Ein solches Angebot hat auch die Abtei Münsterschwarzach: Seit vielen Jahren bieten die Benediktiner Geistliche Begleitung an, und Bruder Stephan Veith ist einer von über einem Dutzend erfahrener Begleiter. Sechs Begleitungen hat der 63-Jährige aktuell, entstanden sind sie über das Gästehaus oder Empfehlungen. Meist kommen Menschen aus pastoralen, sozialen oder therapeutischen Berufen, „die einen Resonanzboden wollen“. Aber auch ein Bankkaufmann oder eine Marketingexpertin können das Angebot wahrnehmen. „Was sie alle eint, ist das Bedürfnis, das eigene Leben anzuschauen, in Beziehung zu sich selbst, zu den Mitmenschen, zu ihrem Glauben, zu Gott“, berichtet Bruder Stephan.
„In einem ersten Gespräch schauen wir, ob die Chemie stimmt und ein Vertrauensverhältnis entstehen kann“, so der Benediktiner. Dann folgen alle sechs Wochen etwa einstündige Gespräche –so lange wie der Begleitete das möchte. Auslöser ist meist eine Krise, etwa Veränderungen, Verluste, alte Lebenswunden, Glaubenszweifel. Dass es am Anfang nicht zwangsläufig um Glaubensthemen gehen muss, zeigt das Beispiel eines Mannes, der wegen eines Burnouts an die Abteipforte klopfte. „Der religiöse Hintergrund war anfangs gar kein Thema“, erinnert sich Bruder Stephan, „doch dann kam die Frage nach den inneren Quellen immer mehr zum Tragen.“
Geistliche Begleitung hat für Bruder Stephan und seine Mitbrüder vor allem mit Hören zu tun. „Ich höre hin, was dieser Mensch sagt und wie er es sagt – mit welcher Stimme, welchem Ausdruck.“ Durch aktives Nachfragen tastet er sich vorsichtig an sein Gegenüber heran, versucht ein Gesamtbild zu entfalten, den anderen verstehen zu lernen: „Was ist das für ein Mensch? Was bringt er mit? Welche verborgene Dimension schwingt mit?“ Irgendwann komme dann der Punkt, wo er das Gefühl habe, helfen zu können. Das kann mehr Achtsamkeit im Alltag oder ein ehrlicher Blick auf die eigene Persönlichkeit sein: „Kann ich mich abgrenzen und Nein sagen, wenn es zu viel wird?“ „Wie gehe ich mit meinem Leib um?“ Auch Worte aus der Heiligen Schrift können hilfreich sein, und natürlich die Frage nach der Beziehung zu anderen Menschen. Die sagt „viel über die Beziehung zu Gott aus“, so Bruder Stephan. Eine Grenze werde nur dann erreicht, wenn der Hilfesuchende schwerwiegende psychische Probleme mitbringt.
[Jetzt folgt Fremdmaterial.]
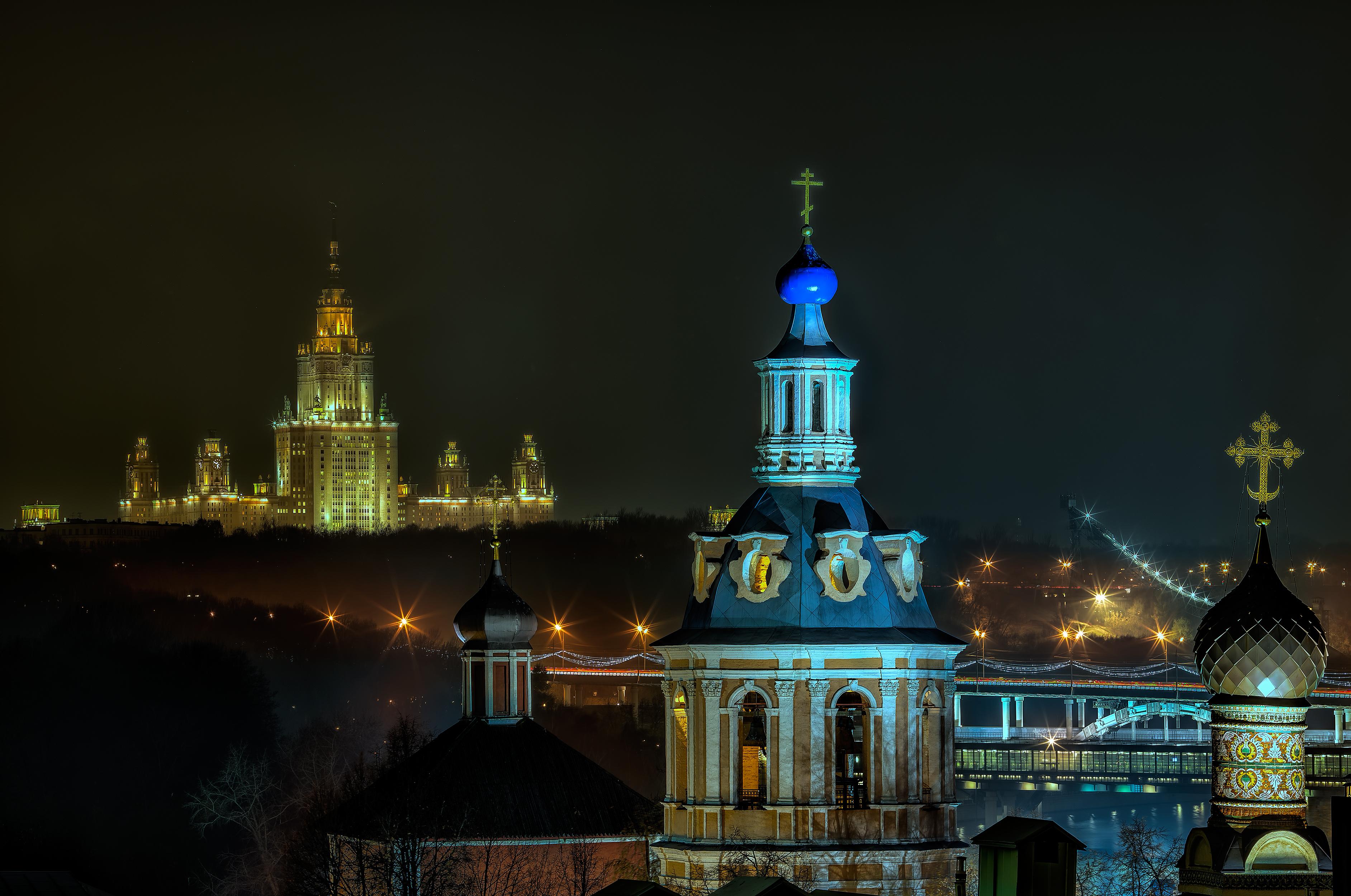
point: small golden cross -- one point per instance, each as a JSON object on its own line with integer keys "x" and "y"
{"x": 494, "y": 491}
{"x": 1265, "y": 454}
{"x": 807, "y": 184}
Denn: „Geistliche Begleitung ist kein Ersatz für eine Psychotherapie.“
Auf konkrete Handlungsanweisungen lässt sich Bruder Stephan dagegen nicht ein: „Es gibt keine hundertprozentige Lösung“, sagt er und warnt davor, als Begleiter zu stark einzuwirken und die Grenze zum geistlichen Missbrauch zu überschreiten. „Meine Verantwortung als Begleiter liegt nicht darin, zu gestalten und zu formen, sondern darin, die Verantwortung zurückzugeben. Die Lösung liegt bereits im Menschen selbst. Die Seele weiß. Doch dieses Wissen will der Kopf oft nicht annehmen. In der Begleitung soll der Mensch einen Raum finden, in dem er offen sprechen kann. Der Begleiter hört zu und gibt Resonanz. Er nimmt den Menschen nicht an die Hand, sondern geht ein Stück des Weges mit.“ Letztlich sei es wie in der Emmausgeschichte, in der Jesus die fragenden und trauernden Jünger spiegelt, sich aber nicht festhalten und vereinnahmen lässt. „Über die Fragen, die im Laufe des Gesprächs auftauchen, kommt der Mensch in Bewegung, kann Hindernisse angehen, neue Schritte wagen, seine Gottesbeziehung vertiefen“, versichert Bruder Stephan.
Dass dieser Weg am Anfang eng sein kann, schreibt auch der Hl. Benedikt in seiner Regel. Doch schreite man unbeirrt im Glauben voran, so weite sich das Herz. Die neue Weite kann Bruder Stephan bei manchem schon im Gesicht ablesen. Andere schöpfen neuen Lebensmut wie ein junger Mann, der nach dem Suizid seiner Freundin in die Abtei kam. Im Dunkel seiner Verzweiflung gelangte er irgendwann zur Frage nach Gott, und indem er dieser Frage nachging, hat er „Stück für Stück eine Beziehung aufgebaut und schließlich neues Vertrauen ins Leben gewonnen“.